This is an audiogram that I got a few years ago. The thick line near the top, at 20 dB, is considered "normal" hearing. My threshold is far, far below that - 90 dB at the most, and that only for lower frequencies. Once you go along the chart to higher frequencies, I almost do not hear at all. (Just for comparision, the threshold of pain for hearing people - the point at which sound becomes unbearable and causes permanent damage to the auditory nerve - is 115 to 120 dB. At this point, without hearing aids, I am only just starting to hear. Another fact: decibels are logarithmic units, so what I hear is thousands of times below what hearing people hear.)

This absymal performance is, in the end, what prompted the doctors, audiologists, and other CI evaluation specialists to unanimously agree that I'm an excellent candidate for an implant.
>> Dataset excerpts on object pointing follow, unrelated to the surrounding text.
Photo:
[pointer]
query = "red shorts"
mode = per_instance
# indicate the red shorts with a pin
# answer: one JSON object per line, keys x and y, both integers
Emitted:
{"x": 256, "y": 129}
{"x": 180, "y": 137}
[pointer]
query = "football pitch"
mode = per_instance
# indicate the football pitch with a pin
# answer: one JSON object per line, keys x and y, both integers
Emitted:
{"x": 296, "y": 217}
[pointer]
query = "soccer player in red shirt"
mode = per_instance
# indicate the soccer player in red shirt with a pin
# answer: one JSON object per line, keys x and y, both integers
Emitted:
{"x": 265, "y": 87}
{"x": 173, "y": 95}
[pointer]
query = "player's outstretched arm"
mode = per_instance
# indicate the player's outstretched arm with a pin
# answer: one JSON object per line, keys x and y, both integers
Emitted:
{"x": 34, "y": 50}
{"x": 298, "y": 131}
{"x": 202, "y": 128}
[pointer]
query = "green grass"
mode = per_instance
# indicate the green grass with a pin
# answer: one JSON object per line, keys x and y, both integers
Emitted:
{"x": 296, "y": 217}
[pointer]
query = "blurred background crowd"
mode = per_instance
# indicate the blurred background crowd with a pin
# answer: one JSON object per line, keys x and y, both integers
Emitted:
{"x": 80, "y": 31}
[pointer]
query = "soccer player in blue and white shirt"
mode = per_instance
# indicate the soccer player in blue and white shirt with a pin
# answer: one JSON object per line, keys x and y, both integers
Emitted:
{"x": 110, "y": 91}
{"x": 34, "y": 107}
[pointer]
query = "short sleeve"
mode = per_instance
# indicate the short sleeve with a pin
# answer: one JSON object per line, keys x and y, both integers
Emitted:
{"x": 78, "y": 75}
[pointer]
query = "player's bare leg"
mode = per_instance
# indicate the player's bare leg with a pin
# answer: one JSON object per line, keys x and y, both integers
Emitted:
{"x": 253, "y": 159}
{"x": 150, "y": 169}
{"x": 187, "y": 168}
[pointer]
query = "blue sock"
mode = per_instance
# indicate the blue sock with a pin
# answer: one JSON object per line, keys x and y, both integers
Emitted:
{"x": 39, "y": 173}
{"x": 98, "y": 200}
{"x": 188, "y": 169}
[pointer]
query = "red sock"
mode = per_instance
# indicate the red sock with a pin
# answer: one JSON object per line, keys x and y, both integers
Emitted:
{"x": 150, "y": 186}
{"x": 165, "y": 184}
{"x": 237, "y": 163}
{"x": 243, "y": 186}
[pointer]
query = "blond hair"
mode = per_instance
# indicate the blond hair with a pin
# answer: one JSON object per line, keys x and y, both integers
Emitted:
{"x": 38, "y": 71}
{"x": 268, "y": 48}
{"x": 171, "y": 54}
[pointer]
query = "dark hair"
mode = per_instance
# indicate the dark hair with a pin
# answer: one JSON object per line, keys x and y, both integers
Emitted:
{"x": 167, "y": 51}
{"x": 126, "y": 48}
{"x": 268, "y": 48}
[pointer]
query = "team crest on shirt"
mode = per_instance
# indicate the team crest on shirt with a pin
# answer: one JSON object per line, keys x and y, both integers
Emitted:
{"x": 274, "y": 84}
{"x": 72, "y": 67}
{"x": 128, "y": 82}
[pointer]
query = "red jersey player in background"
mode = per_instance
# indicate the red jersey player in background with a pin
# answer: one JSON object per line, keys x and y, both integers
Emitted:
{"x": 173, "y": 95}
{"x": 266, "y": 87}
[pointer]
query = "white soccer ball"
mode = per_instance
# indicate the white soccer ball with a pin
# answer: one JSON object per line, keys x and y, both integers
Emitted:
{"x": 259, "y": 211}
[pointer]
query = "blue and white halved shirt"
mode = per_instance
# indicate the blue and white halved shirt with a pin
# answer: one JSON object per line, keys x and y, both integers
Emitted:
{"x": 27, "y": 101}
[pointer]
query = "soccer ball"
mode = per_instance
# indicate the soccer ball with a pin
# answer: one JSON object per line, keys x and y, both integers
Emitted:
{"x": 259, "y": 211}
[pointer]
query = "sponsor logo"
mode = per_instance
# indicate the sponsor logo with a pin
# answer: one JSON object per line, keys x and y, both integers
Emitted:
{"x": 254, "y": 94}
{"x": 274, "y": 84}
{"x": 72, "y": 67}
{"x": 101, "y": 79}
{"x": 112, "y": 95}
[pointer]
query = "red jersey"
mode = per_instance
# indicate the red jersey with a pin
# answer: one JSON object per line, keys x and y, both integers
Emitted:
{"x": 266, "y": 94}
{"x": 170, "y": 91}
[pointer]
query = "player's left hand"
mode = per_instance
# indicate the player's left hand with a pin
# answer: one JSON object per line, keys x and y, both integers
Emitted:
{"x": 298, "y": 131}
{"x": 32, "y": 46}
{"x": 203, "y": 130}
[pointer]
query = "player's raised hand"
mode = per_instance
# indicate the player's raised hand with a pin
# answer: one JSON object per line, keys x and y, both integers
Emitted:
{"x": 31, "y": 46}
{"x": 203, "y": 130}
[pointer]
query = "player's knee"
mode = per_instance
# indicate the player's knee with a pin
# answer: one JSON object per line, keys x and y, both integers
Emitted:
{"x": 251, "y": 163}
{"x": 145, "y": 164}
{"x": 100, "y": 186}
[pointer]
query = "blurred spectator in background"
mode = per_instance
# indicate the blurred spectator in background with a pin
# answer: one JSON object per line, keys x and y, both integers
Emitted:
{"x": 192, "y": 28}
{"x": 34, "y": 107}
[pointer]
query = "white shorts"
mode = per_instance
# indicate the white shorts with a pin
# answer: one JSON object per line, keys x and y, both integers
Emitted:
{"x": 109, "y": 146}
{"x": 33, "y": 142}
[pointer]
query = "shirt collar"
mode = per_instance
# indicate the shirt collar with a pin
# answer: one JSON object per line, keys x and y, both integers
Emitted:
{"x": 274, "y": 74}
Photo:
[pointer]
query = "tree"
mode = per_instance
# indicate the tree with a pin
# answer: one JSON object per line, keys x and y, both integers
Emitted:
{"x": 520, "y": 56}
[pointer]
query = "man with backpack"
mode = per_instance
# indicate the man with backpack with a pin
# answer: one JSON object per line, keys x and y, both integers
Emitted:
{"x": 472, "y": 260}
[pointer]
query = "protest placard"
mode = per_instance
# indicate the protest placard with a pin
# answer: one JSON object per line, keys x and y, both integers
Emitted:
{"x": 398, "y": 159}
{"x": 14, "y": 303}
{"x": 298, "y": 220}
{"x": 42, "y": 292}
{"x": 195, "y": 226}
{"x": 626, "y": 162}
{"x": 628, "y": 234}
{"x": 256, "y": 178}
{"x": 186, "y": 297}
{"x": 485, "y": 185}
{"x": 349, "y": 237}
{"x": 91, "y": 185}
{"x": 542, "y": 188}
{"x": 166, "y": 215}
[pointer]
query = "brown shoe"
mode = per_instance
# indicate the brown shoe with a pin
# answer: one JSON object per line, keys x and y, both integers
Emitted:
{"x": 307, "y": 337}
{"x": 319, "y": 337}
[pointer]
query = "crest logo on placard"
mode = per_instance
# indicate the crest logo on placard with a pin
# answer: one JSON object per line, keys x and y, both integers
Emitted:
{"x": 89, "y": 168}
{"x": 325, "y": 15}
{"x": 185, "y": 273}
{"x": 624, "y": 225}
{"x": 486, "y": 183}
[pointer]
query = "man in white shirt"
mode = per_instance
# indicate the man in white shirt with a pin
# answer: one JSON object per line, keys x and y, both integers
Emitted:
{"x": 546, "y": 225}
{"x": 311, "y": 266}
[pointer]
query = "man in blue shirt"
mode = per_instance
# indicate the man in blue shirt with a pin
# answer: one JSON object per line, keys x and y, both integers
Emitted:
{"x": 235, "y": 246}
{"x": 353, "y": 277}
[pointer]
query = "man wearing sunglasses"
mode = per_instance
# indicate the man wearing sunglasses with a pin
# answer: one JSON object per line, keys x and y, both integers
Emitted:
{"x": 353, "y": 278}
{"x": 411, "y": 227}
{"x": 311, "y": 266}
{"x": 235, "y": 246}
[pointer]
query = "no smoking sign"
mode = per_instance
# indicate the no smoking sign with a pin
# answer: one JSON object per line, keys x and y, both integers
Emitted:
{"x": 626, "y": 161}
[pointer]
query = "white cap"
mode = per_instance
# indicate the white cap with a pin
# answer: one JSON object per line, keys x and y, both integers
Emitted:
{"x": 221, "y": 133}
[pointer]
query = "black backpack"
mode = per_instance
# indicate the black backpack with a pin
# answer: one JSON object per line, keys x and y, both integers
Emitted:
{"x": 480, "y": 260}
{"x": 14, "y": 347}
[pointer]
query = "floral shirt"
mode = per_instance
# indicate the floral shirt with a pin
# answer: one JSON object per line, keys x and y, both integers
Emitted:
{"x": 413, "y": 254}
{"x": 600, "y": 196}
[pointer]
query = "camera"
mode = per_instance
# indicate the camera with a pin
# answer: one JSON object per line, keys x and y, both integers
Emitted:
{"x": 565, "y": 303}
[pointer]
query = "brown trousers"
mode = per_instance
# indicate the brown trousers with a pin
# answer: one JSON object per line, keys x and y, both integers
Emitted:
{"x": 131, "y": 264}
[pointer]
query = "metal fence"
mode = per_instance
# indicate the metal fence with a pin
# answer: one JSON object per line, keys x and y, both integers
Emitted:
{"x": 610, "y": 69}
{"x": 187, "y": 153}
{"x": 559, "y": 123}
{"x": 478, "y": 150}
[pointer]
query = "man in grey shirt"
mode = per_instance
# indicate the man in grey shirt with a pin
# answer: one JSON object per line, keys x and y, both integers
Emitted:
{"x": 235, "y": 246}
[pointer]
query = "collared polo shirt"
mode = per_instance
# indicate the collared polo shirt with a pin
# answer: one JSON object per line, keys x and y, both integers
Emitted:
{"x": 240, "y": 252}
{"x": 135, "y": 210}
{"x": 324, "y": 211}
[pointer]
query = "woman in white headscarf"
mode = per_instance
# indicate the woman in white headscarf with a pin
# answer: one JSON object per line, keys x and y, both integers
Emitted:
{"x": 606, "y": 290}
Of course, I'd be a better candidate if I were younger, but that's neither here nor there. Their decision did not come as a surprise - after all, was there ever any doubt in my, or anyone else's mind, that I really am deaf? Ha.

Again, with this audiogram in mind, does it matter which ear I implant? In the end, probably not really. It is true that my right ear has always been slightly better than my left (though you can't see much difference on the above graph). In listening and auditory training exercises, this is always the ear I prefer to listen with, and during audiograms it is the ear that always makes me most confident that I am actually hearing tones and sounds - rather than imagining them. In a random sentence comprehension task for my pre-CI evaluation, I scored 15% out of the right ear (most of that by guessing). My score for my left ear was only 7%.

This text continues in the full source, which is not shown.